If we put too much strain on our server or our bitrate limit is too low, we risk dropping frames. This means that a user might experience choppy transitions or scrolling as they navigate our site during times of high stress. On weather.com, we can see that there are some instances where FPS is high, but in general the performance is steady.
At the very top, we see some pink bars with red highlights. Those highlights are flags for long tasks, bottlenecks, or other issues we might want to investigate. Finally, at the very bottom, we see images that will show a screenshot of the webpage at the point of the timeline.
There’s a ton of data in the Overview and it’s compressed such that it’s impossible to actually see details about it. That’s why we have the second section, or the Main section. Here, we can see details about our Main thread (and a lot of other processes, as well:
If we open the Main tab, we’ll be able to see all the JS processes and call stacks going on at a specific moment of the page load. They are organized in a “flame chart,” so named because they create columns that look like flames (ours is upside down). In this chart, rows of the same color are related and the top-most row causes the next row to run. The length of the bar shows how long it took to complete the process. Processes get shorter as the chart gets deeper because as they complete, their parent process completes until the original function call is finally resolved.
We don’t get full transparency, especially since the JS has likely been minified, but if we’re code authors we should be able to recognize some of our tasks and see whether or not they are, for example, causing long load times. We can even see where generic events like DOMContentLoaded occur.
Clicking onto any of these bars will provide additional information in the lowest section of our DevTools display: the Summary section. Here we’ll see the time it took for a function to run, where the function was called, and a breakdown of the runtime. In our original screenshot, we saw a summary breakdown of processes for the entire page load.

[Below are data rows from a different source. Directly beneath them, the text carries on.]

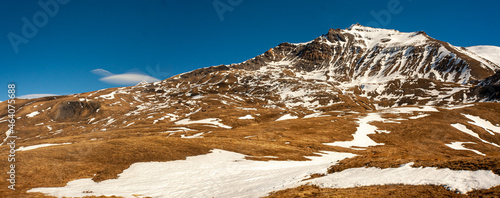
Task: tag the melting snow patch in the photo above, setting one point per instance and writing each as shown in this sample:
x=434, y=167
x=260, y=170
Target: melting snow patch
x=419, y=116
x=216, y=174
x=108, y=96
x=211, y=121
x=32, y=114
x=287, y=117
x=460, y=180
x=22, y=148
x=198, y=135
x=247, y=117
x=464, y=129
x=315, y=115
x=483, y=123
x=361, y=138
x=459, y=146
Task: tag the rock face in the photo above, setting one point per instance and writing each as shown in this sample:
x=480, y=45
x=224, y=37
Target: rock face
x=386, y=67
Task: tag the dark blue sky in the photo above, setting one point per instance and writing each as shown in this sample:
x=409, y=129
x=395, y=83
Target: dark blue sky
x=161, y=38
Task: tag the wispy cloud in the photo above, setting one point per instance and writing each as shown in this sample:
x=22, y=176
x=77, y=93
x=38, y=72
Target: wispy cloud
x=123, y=79
x=32, y=96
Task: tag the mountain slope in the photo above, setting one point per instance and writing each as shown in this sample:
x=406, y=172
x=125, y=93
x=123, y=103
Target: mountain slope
x=390, y=98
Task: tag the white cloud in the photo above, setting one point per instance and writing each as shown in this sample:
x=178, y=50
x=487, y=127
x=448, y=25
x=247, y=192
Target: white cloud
x=123, y=79
x=32, y=96
x=101, y=72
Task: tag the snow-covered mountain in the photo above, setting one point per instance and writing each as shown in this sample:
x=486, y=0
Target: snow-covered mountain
x=353, y=99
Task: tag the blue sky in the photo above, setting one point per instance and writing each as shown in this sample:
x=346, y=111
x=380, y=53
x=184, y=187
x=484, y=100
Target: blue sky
x=126, y=40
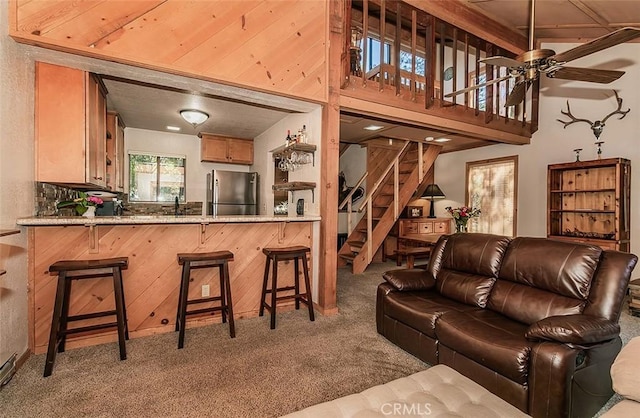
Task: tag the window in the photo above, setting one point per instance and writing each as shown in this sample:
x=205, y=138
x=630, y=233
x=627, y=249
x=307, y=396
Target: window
x=491, y=187
x=156, y=178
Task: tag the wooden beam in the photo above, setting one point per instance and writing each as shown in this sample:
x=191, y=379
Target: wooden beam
x=592, y=14
x=457, y=13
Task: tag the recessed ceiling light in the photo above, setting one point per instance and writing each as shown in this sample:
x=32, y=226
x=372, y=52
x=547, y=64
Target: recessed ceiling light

If we want to see the data on our JS processes in a different format, we can use the Bottom-Up tab. This shows a list of the functions from any process in order from longest to shortest so that we can identify parts of our site that might be causing latency. Call Tree displays the functions as parents and children, showing who called what. Event Log shows all the processes in the order they occurred.
So now that we know what everything means, how might we go about using it? I searched through the weather.com results for anything that wasn’t minified and found this:
It looks like, around 3.5 seconds after our page started loading, we called a function called startCMTagMain. Since most other function calls I’d seen on this page were anonymous, I assumed this was coming from a third party script. I checked the HTML and indeed, there’s a script that mentioned cmTag:
A bit more research taught me that Taboola is a marketing service that serves ads on websites. Sure enough, there were a few of those on weather.com! That makes sense considering we’re seeing some appendChild calls made close to the bottom of our flame chart.
If I were actually working on this site, I likely would have already known all this without having to do any detective work, but I might still examine this part of the load process to see if Taboola’s script is creating any latency on my site. It looks like the entire task that calls startCMTagMain takes about 60 ms. Anything longer than 50 ms qualifies as a “Long task,” but according to that web.dev documentation, the idea there is to prevent perceptible lag on user input. If this process is simply appending ads onto the bottom of the webpage, I have a feeling that an extra 10 ms wouldn’t be the cause of any issue.
Making use of the Performance feature can require a lot of knowledge about the code we’re reviewing. Without that, we’re examining a bunch of anonymous functions and painting processes. Still, it’s helpful to learn a new tool and be prepared to wield it for future debugging. It’ll be exciting when we can finally use it to solve a problem of our own!